SAY NO TO GREEN TAXES


BLOG 141

SAY NO TO GREEN TAXES

 

I’ve been recovering from my annual trip to Chicago – OK, from my annual visits to Rockbottom Brewery, where this year I sampled some six-month matured ale, liked it so much that I had another pint and somehow damaged my hand going back to the hotel.  When the swelling hadn’t gone down a week after my return I went to A & E who promptly put my hand and arm in plaster!  The plaster’s off now but writing is still difficult and so is one-handed typing, which is why I haven’t posted anything for a bit.

 

There was an article in the Times recently by Ross Clark that got me thinking.  It was entitled, “Those hidden taxes clobber the poor hardest”.  It pointed out that the price increases in energy costs are in reality not down to greedy energy companies, which make a profit of around 5%, but more due to “green levies” that the government has forced the energy companies to get us to pay.  Apparently we pay an extra 8% on our bills in order to subsidise wind farms and solar panels.  Ross asks, “Why are those things being funded through our fuel bills rather than out of general taxation?”  I think it more pertinent to ask why they are being funded by taxpayers/energy users at all.  I suspect the answer is as a sweetener to Mr Clegg – although to be fair, whilst Mr Clegg wants the levies, he wants them to be paid out of general taxation.

 

What has traditionally happened with scientific advances is that an inventor has created something, tried it out, discovered that it is too expensive to be exploited commercially, and either refined the product until it is commercially viable or found someone else who is prepared to refine it until it is commercially viable.  That system seems to have stood the country in good stead until the advent of the last Labour government which introduced most of the green levies.

 

The Blair/Brown (or Brown/Ed Milliband, to be more accurate) green levy approach seems to have been for the government to step in at prototype stage and say, “Don’t bother to refine your wind turbines/photovoltaic cells to make them commercially viable.   We are so desperate for green energy, just put the beta vision into production and not only will the State (sorry, energy users) pay you lots of money to insulate you from the need to have a commercially viable product, we will get the energy users to pay you so much that you won’t need to bother ever to create a commercially viable version”.  With all due respect to Mr Clegg (and Mr Brown and Mr Milliband), isn’t it about time someone put a stop to this nonsense?

 

I’m not opposed to green taxes.  But green taxes ought to be designed to influence choice.

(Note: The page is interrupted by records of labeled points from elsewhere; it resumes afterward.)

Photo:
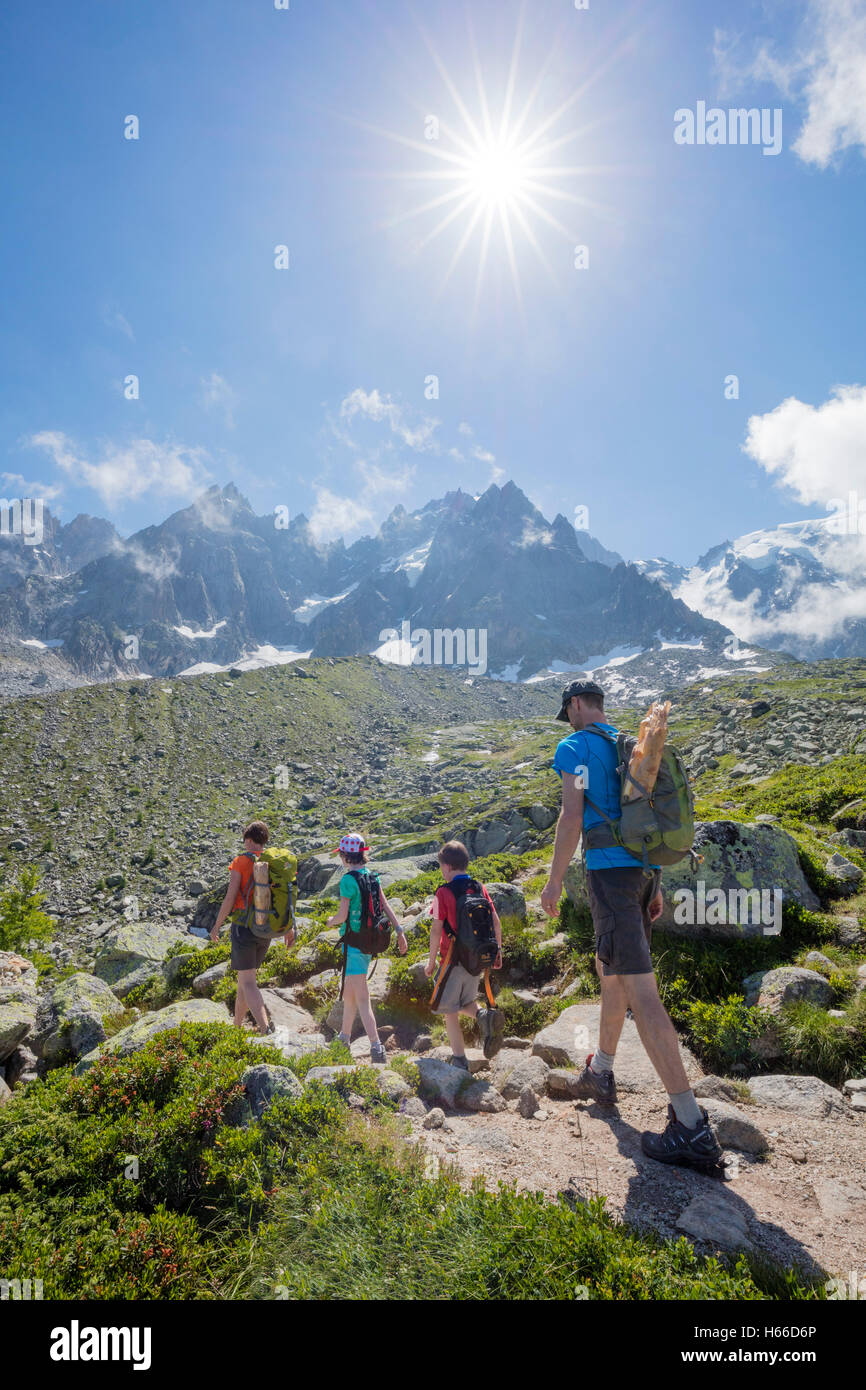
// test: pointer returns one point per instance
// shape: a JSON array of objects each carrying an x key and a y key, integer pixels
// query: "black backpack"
[
  {"x": 374, "y": 933},
  {"x": 476, "y": 945}
]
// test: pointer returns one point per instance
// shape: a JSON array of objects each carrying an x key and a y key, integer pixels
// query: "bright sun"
[{"x": 496, "y": 175}]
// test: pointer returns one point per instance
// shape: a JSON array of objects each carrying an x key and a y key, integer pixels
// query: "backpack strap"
[{"x": 246, "y": 897}]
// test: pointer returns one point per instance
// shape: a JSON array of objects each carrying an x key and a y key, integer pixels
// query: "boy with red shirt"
[
  {"x": 456, "y": 990},
  {"x": 248, "y": 950}
]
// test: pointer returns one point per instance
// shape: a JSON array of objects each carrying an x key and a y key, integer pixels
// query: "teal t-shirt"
[
  {"x": 595, "y": 759},
  {"x": 356, "y": 961}
]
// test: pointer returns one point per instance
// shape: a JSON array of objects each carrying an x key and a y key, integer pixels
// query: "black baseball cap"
[{"x": 578, "y": 688}]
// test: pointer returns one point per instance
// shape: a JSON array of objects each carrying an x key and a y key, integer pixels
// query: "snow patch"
[
  {"x": 313, "y": 606},
  {"x": 255, "y": 660},
  {"x": 191, "y": 631}
]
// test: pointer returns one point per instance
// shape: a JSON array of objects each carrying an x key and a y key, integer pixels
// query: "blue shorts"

Most are.  The landfill tax is designed to encourage people to recycle rubbish rather than send it to landfill.  The aggregates levy is designed to encourage businesses to reuse rock, sand and gravel rather than to mine new aggregates.  The Brown/Milliband/Clegg levies are not designed to influence choice.  If you want to use gas or electricity you are forced to contribute towards subsidising commercially unviable technologies that have not yet reached the stage of development that they can compete with energy produced from fossil fuels.  They seem to be designed to disincentivise business from developing commercially viable alternative energy sources.  It is hard to see how this provides any benefit to the country.

 

As Mr Clark explains in his article, “a good slice of the money raised through extra energy charges [goes] to wealthy landowners with wind turbines on their estates.  You don’t have to be an enemy of wind farms to think it unsatisfactory that money is taken from the poor in order to subsidise the rich”.  I agree.  But I think it equally unsatisfactory that money should be taken from anyone in order to encourage a small number of people to adopt unviable technologies to obviate the need to increase their viability so that they can be commercially exploited in the traditional way.